Kreuzblume: Historischer Roman (German Edition)
Mein Vertrauen in einen Gott, mein Glauben und meine Hoffnung sind irgendwo auf den Schlachtfeldern verloren gegangen.« Bitter klang es, doch es war das erste Mal, dass David eine Andeutung zu dem machte, was er erlebt hatte, und Paul, ein geduldiger und feinfühliger Begleiter, begann vorsichtig nach der Öffnung zu tasten, die er jetzt spürte.
»Mag dein Glauben an Gott dort geblieben sein, David, der an die Dämonen ist noch lebendig, scheint’s. Hier, in diesem tiefen, stickigen Tal verdichten sie sich, nicht wahr?«
David stöhnte unwillkürlich. »Wenn du wüsstest...«
»Ich wüsste es, wenn du es mir anvertrautest, mein Freund.«
Stumm schüttelte David seinen Kopf. Aber dann erzählte er, mit sehr leiser Stimme.

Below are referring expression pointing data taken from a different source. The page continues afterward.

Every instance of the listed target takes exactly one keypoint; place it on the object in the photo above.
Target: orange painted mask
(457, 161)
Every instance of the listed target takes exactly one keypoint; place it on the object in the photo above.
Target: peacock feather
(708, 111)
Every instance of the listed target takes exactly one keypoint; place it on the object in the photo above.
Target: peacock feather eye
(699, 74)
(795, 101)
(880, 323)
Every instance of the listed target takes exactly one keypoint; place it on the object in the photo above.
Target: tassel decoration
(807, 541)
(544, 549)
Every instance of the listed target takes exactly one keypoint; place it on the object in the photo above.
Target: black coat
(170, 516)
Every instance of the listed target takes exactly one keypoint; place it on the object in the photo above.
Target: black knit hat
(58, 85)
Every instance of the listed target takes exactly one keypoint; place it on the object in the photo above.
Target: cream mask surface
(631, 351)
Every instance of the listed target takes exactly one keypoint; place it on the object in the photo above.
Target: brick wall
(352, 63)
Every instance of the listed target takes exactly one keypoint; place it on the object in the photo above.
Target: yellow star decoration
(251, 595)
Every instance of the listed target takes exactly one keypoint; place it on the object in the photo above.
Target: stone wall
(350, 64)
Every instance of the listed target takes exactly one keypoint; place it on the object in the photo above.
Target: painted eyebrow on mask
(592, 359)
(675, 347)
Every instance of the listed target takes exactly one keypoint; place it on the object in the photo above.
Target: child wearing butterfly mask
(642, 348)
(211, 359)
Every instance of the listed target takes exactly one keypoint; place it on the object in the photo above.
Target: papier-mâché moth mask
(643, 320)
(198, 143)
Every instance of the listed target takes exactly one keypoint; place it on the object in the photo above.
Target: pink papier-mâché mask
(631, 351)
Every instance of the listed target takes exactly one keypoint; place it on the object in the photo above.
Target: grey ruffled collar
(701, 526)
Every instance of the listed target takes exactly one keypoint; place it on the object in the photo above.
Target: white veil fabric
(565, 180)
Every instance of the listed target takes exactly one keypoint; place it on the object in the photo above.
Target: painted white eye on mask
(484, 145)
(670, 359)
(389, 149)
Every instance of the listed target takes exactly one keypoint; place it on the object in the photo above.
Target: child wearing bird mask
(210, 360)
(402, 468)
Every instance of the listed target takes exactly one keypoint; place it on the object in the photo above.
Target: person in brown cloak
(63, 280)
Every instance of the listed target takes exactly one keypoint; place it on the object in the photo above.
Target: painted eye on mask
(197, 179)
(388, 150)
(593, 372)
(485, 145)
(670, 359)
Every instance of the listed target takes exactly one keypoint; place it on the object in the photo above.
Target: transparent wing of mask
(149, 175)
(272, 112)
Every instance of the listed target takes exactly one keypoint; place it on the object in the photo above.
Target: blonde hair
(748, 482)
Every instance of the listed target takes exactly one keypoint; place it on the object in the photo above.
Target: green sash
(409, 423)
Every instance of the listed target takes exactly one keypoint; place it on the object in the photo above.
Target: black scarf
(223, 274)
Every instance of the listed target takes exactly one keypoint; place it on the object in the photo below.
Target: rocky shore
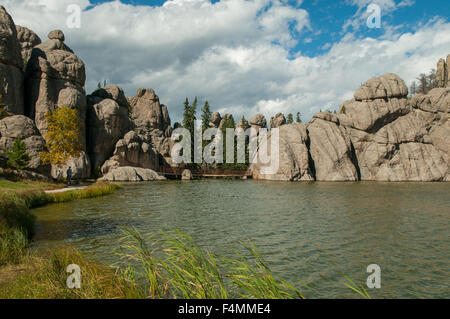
(379, 135)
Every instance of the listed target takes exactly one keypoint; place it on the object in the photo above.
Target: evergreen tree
(206, 116)
(17, 156)
(290, 119)
(3, 112)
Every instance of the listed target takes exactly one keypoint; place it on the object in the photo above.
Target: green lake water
(316, 232)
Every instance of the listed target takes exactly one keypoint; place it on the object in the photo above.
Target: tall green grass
(17, 222)
(173, 266)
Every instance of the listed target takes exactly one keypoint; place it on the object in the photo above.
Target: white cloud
(234, 53)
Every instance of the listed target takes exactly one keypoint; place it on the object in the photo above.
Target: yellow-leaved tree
(63, 136)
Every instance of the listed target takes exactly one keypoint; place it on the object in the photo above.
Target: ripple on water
(316, 232)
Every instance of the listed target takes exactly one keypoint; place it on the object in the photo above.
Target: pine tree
(206, 116)
(290, 119)
(17, 156)
(2, 108)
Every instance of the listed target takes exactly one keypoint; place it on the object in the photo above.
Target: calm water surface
(316, 232)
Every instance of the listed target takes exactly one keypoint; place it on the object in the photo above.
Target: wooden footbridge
(176, 172)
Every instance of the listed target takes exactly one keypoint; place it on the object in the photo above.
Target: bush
(17, 156)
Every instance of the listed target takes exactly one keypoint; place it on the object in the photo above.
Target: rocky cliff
(379, 135)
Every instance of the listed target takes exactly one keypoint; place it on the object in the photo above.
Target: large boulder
(394, 139)
(20, 126)
(11, 65)
(55, 77)
(331, 149)
(133, 150)
(442, 73)
(186, 175)
(277, 120)
(152, 120)
(258, 121)
(294, 162)
(107, 123)
(28, 40)
(132, 174)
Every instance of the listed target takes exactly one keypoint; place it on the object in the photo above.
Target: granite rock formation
(20, 126)
(11, 65)
(378, 136)
(28, 40)
(55, 77)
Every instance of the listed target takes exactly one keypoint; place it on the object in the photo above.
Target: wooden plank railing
(205, 171)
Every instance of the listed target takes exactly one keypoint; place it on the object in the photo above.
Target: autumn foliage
(63, 136)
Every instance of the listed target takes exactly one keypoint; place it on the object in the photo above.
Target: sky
(246, 56)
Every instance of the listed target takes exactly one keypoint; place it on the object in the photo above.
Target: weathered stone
(371, 115)
(215, 120)
(28, 40)
(331, 150)
(294, 163)
(133, 150)
(386, 86)
(55, 77)
(186, 175)
(116, 93)
(11, 65)
(258, 121)
(277, 120)
(132, 174)
(441, 74)
(19, 126)
(56, 35)
(107, 123)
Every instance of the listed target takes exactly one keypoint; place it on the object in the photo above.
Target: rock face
(331, 149)
(443, 73)
(187, 175)
(258, 121)
(377, 136)
(55, 77)
(132, 174)
(11, 65)
(28, 40)
(277, 120)
(107, 123)
(152, 120)
(133, 150)
(294, 164)
(19, 126)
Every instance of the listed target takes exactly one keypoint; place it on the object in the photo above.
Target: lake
(316, 232)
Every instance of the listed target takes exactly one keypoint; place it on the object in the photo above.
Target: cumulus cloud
(236, 54)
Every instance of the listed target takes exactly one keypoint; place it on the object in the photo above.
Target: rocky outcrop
(186, 175)
(132, 174)
(11, 65)
(277, 120)
(294, 161)
(215, 120)
(152, 120)
(20, 126)
(133, 150)
(391, 140)
(331, 149)
(28, 40)
(377, 136)
(258, 121)
(55, 77)
(107, 123)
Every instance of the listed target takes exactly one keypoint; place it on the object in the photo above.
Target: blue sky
(246, 56)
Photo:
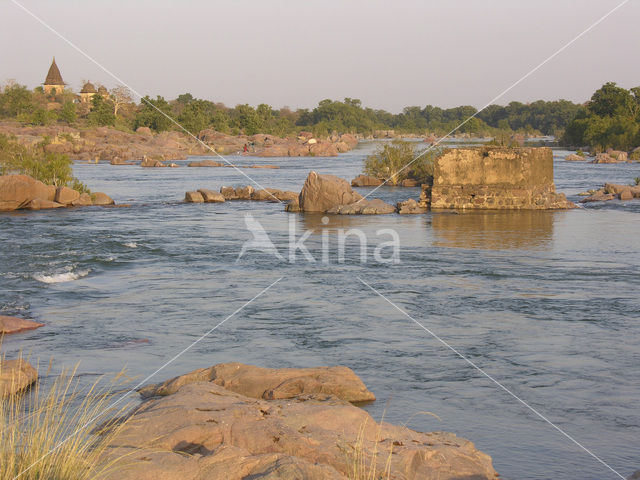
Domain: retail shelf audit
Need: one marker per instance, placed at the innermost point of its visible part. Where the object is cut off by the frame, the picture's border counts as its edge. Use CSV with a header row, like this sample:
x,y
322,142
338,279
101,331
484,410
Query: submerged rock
x,y
364,207
365,181
205,429
271,383
16,191
15,325
15,376
410,207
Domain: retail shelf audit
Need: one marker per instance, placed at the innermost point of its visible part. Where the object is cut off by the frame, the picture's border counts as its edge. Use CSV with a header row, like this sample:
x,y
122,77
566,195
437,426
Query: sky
x,y
292,53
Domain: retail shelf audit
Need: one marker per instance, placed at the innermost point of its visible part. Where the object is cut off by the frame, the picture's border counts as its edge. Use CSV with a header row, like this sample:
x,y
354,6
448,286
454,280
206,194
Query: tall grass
x,y
50,433
362,459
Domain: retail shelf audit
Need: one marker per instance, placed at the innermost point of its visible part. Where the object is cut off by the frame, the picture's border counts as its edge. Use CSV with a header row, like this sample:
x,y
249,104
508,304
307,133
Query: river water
x,y
547,303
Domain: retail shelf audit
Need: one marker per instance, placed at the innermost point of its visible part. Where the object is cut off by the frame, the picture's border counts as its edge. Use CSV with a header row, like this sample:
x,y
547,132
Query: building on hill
x,y
87,93
53,84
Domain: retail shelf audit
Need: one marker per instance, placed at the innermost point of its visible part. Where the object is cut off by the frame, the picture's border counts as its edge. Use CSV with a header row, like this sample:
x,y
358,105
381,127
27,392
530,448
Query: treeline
x,y
117,109
611,119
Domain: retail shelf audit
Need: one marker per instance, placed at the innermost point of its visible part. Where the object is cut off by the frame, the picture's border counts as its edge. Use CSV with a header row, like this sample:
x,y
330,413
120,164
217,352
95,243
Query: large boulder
x,y
15,325
410,207
193,197
323,192
210,196
205,163
364,207
102,199
39,204
17,191
366,181
208,430
66,195
15,376
270,383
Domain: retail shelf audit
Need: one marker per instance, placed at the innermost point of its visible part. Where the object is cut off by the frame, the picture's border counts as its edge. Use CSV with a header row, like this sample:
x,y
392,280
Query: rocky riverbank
x,y
125,148
234,421
22,192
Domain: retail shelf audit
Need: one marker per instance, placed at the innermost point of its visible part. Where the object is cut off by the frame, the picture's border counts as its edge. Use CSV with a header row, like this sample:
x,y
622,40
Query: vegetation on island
x,y
48,167
53,433
116,108
399,160
611,119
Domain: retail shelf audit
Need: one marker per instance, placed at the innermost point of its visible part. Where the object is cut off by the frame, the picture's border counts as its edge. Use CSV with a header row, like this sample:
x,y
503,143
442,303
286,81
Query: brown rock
x,y
148,162
15,325
15,376
626,194
293,205
323,149
205,163
323,192
244,193
66,195
229,193
100,198
39,204
365,181
410,207
144,131
408,182
193,197
270,383
18,190
84,200
205,430
364,207
210,196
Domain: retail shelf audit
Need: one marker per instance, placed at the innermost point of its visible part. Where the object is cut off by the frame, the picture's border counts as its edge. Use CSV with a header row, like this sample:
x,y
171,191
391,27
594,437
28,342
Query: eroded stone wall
x,y
496,178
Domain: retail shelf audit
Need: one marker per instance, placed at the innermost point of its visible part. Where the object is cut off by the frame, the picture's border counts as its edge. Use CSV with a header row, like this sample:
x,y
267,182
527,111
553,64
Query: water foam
x,y
61,277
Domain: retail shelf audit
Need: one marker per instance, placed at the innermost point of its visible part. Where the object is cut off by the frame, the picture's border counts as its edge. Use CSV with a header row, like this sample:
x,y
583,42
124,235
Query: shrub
x,y
398,161
50,168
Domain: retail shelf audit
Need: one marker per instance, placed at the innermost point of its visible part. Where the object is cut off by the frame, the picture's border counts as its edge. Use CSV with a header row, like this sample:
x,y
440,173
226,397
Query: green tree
x,y
68,112
155,114
101,113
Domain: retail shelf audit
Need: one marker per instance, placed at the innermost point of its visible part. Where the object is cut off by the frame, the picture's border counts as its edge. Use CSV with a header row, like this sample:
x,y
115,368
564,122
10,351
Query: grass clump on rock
x,y
399,160
51,433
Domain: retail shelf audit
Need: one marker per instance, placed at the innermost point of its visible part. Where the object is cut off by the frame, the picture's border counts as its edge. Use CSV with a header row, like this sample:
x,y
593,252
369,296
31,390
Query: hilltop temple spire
x,y
53,84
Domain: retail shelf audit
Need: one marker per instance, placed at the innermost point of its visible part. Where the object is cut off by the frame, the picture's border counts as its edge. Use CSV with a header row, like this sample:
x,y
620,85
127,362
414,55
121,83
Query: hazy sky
x,y
295,53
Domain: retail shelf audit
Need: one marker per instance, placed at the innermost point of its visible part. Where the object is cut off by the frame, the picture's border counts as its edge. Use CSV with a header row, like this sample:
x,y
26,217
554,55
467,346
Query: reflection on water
x,y
493,230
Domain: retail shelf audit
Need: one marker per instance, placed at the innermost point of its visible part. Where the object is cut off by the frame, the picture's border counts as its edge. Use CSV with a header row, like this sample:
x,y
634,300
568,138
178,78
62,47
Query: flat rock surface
x,y
269,383
15,376
206,431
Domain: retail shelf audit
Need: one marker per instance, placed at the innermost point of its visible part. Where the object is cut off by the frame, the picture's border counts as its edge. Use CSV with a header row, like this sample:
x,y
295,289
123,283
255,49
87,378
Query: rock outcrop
x,y
364,207
320,193
24,192
270,383
15,325
289,430
15,376
496,178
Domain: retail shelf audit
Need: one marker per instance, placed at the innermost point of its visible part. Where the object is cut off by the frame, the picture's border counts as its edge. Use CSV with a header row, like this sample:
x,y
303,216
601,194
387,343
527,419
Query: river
x,y
547,303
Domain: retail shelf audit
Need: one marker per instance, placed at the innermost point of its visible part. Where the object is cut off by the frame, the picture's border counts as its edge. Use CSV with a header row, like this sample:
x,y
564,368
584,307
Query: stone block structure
x,y
495,178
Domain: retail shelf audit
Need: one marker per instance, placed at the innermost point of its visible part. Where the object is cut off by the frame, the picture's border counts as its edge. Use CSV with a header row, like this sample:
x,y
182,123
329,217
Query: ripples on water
x,y
546,302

»Meine Dämonen ähneln nicht jenen steinernen Abbildern an den Kirchenmauern oder denen auf den Höllenbildern des Bosch. Sie tragen keine tierischen Fratzen – es sind die Gesichter von Kameraden, Freunden, Fremden und Feinden, von Entsetzen und Grauen verzerrt, von unmenschlichen Schmerzen gemartert, in schreiender Todesangst entstellt. Sie sind umgeben von dem Gestank nach Blut und Verwesung, von Exkrementen und Erbrochenem, von verzweifelten Hilferufen, Stöhnen und gepeinigtem Keuchen. Wie viele haben jenen Gott gerufen in ihrer Verzweiflung! Sie verfolgen mich, Paul. Ich habe Wunden gesehen, Verstümmelungen, Leichen – Elend. Das alles, weil ein paar verkalkte Idioten nicht einsehen wollten, dass Krieg kein Manöver ist. Unsere Generäle haben die Leute ins feindliche Feuer gejagt. Und dann auf den Schlachtfeldern jämmerlich verbluten lassen.«
»Jena?«
»Ja, und einige davor und danach. In Magdeburg waren wir eingeschlossen. Herrgott, ich habe meinen Vorgesetzten geschlagen, um wenigstens eine Chance zu bekommen, damit wir den Rückzug antreten konnten.«
»Es ist dir nicht gelungen?«
»Sie haben kapituliert. Zwanzigtausend sind in Gefangenschaft geraten, mussten nach Frankreich marschieren, halb verhungert, viele verletzt...«
»Und dich hat man kassiert.«
»Ja.«
Paul stand auf und strich mit den Händen durch ein paar Blätter, die auf der sonnenbeschienenen Südseite der Klamm wuchsen, und kam mit einigen roten Beeren zurück.
»Wilde Erdbeeren. ›Du bereitest mir einen Tisch im Angesicht meiner Feinde.‹ Oder auch der Dämonen.« Er reichte sie David, der sie verwundert kostete.
»Sie sind sauer, aber ich will mich nicht beklagen.«
»Sie löschen den Durst.«
»Wirst du auch dafür sorgen, dass mein Haupt gesalbt wird?«, fragte David leichthin, und Paul lachte auf.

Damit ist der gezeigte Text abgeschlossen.